During the Depression and pre-WWII years he reproduced his images as printed linens manufactured by Curt Teich, allowing national distribution. In 1948, over 3 1/2 million "Frasher Fotos" postcards were sold nationwide. Curt Teich was the most prominent and largest printer and publisher of Linen Type postcards, based in Chicago. Burton Frasher was one of the most prominent card publishers on the West Coast. Curt Teich printed most of the Linen Type postcards for Piltz utilizing Teich's "C.T. Art-Colortone" printing method. Other publishers in California include Stanley Piltz in San Francisco, Western Publishing and Novelty Company, Tichnor Art Company in Los Angeles, B. W. White in Monterey and Stephen H. Willard in Palm Springs.

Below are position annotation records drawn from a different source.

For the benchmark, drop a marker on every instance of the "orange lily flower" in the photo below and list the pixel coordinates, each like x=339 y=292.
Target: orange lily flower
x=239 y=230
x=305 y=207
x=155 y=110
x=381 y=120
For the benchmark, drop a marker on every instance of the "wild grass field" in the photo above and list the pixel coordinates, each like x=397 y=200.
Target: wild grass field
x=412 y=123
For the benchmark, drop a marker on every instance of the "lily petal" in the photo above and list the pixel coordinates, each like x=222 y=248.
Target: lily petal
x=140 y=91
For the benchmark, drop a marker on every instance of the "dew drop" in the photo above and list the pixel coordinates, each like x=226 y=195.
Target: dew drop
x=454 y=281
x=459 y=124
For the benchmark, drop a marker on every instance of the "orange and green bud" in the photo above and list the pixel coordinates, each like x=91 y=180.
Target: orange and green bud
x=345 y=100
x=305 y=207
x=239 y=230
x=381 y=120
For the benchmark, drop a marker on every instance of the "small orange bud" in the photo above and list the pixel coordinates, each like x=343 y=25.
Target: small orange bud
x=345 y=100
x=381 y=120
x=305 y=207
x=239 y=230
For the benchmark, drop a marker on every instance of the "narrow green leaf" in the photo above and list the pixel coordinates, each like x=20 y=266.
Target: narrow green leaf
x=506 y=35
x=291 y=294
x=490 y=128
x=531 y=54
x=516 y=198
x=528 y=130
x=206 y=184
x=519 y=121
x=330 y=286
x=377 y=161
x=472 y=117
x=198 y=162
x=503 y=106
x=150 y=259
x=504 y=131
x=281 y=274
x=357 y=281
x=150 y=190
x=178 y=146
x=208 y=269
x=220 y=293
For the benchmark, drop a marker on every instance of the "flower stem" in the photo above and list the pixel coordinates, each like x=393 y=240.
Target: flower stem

Frasher looked closely at the developing urban landscape of the American West with a particular concentration on the cities of Las Vegas and Los Angeles. Frasher's photographs detail the automobile's profound impact on the architecture of these two cities. His extensive archive of night photographs of Las Vegas and Los Angeles explores an urban world designed for observation and navigation from behind the wheel of a slow moving motor vehicle. He combined a passion for automobile travel and photography into a postcard business that proved popular with motoring tourists of the 1930s and 1940s. Frasher's photographs are a fascinating visual resource of a dynamic period in the history of modern California and the West.